Finite element analysis (FEA) was performed using the commercial software ABAQUS to simulate the deformation behavior of the hydrogel via conventional static analysis. The hydrogel samples were modeled using eight-node 3D solid elements (C3D8R). To account for the contraction induced by incomplete conversion of the hydrogel, an equivalent thermal expansion approach was employed. Specifically, the mass loss-induced contraction ratio was converted into an equivalent shrinkage ratio by simulating a temperature reduction. The shrinkage ratios of the two sides of the sample were, respectively set as 20% and 30%. The hydrogel was assigned an elastic modulus of 0.1 MPa and a Poisson’s ratio of 0.48, while the constraining materials were treated as rigid materials.

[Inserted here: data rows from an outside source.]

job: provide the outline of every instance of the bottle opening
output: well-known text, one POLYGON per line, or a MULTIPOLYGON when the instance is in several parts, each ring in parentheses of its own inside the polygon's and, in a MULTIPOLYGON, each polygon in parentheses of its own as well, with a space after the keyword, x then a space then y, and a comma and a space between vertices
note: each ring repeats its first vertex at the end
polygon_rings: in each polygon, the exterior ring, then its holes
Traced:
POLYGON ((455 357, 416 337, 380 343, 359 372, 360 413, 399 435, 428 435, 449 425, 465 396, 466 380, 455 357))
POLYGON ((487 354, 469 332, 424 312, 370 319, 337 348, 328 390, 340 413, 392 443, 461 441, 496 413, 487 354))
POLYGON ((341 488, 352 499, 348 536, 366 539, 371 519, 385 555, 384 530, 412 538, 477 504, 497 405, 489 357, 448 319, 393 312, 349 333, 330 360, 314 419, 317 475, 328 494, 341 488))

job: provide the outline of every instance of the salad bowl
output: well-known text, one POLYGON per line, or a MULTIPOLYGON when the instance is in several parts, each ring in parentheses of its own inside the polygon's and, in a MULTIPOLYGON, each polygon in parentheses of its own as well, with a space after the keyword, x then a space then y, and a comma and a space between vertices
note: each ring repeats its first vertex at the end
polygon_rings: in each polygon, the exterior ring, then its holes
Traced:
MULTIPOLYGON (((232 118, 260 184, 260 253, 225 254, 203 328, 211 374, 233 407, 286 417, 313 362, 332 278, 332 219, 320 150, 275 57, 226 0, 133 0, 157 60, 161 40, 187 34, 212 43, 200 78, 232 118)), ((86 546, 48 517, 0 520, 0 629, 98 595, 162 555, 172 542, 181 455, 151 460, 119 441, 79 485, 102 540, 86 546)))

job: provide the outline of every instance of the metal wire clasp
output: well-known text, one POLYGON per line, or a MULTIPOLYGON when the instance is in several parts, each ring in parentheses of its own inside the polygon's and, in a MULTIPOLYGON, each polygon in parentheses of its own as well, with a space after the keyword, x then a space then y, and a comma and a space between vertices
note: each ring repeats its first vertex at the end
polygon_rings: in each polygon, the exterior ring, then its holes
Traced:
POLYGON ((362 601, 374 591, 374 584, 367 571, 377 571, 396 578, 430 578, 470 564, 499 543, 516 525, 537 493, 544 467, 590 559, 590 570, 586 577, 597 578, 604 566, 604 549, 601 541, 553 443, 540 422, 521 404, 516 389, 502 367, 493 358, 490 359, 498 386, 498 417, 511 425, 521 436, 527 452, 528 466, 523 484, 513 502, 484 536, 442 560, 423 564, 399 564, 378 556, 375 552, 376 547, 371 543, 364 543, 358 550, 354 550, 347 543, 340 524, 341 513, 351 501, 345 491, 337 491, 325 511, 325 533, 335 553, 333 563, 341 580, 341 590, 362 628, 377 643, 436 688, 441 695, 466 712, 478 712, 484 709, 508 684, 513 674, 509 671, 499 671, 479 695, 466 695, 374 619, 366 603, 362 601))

In-vivo study of self-winding electrodes

This animal experiment was approved by the Ethics Committee of the Second Affiliated Hospital of Zhejiang University School of Medicine (SAHZU) (Approval No. 2024-176). Three 3-month-old New Zealand White rabbits (body weight: ~2.5 kg) were obtained from Hangzhou Medical College. The left eye was selected for the experiment. The rabbit was anesthetized with 3% pentobarbital sodium in the ear vein and placed on the experimental table. The operating area was disinfected with 75 vol% ethanol, and the hole towel was paved. Then the obliquus inferior muscle was separated by a surgical scissors and tweezers. For electromyographic (EMG) signal acquisition, a pair of spiral hydrogel electrodes was programmed into flatten states and fixed at 90  °C water for 30 s, followed by a quick cooling process at 25 °C for 10 s to avoid burning of the tissues. Two electrodes were then inserted to the obliquus inferior muscle and self-winded onto the surface acting respectively as the anode and the cathode for the EMG signal acquisition. Two hook platinum electrodes are used for the stimulation, by which the electrical stimulation of square-wave current with frequency of 15 Hz and wave width of 1 ms was applied to the muscle. The amplitude of the current is set as 0.3 mA, 0.5 mA, and 1 mA sequentially. A commercial patch electrode was placed at the front leg skin after shaving the rabbit hair working as the reference electrode. The EMG signal was collected by the biological data acquisition and stimulation system (BL-420F, Chengdu Techman Software Company, China), in which the gain is 100 mV. Besides, the EMG signal was processed by the low-pass filter with frequency of 10 kHz. For the electrical stimulation, a pair of hydrogel electrodes was self-winded to the muscle and acted as the input interface. The electrodes were connected to the biological data acquisition and stimulation system. Square-wave current with frequency of 15 Hz and wave width of 1 ms was applied to the muscle by the electrode, and the amplitude of the current was 0.3 mA.

Software and tools

The geometric simulations in Supplementary Figs. 7 and 8 were conducted by Abaqus 2021. Statistical analyses of Supplementary Fig. 15 were conducted using GraphPad Prism 10.0. All the other data analysis and graphing were performed using Origin 2021 unless noted.

Reporting summary

Further information on research design is available in the Nature Portfolio Reporting Summary linked to this article.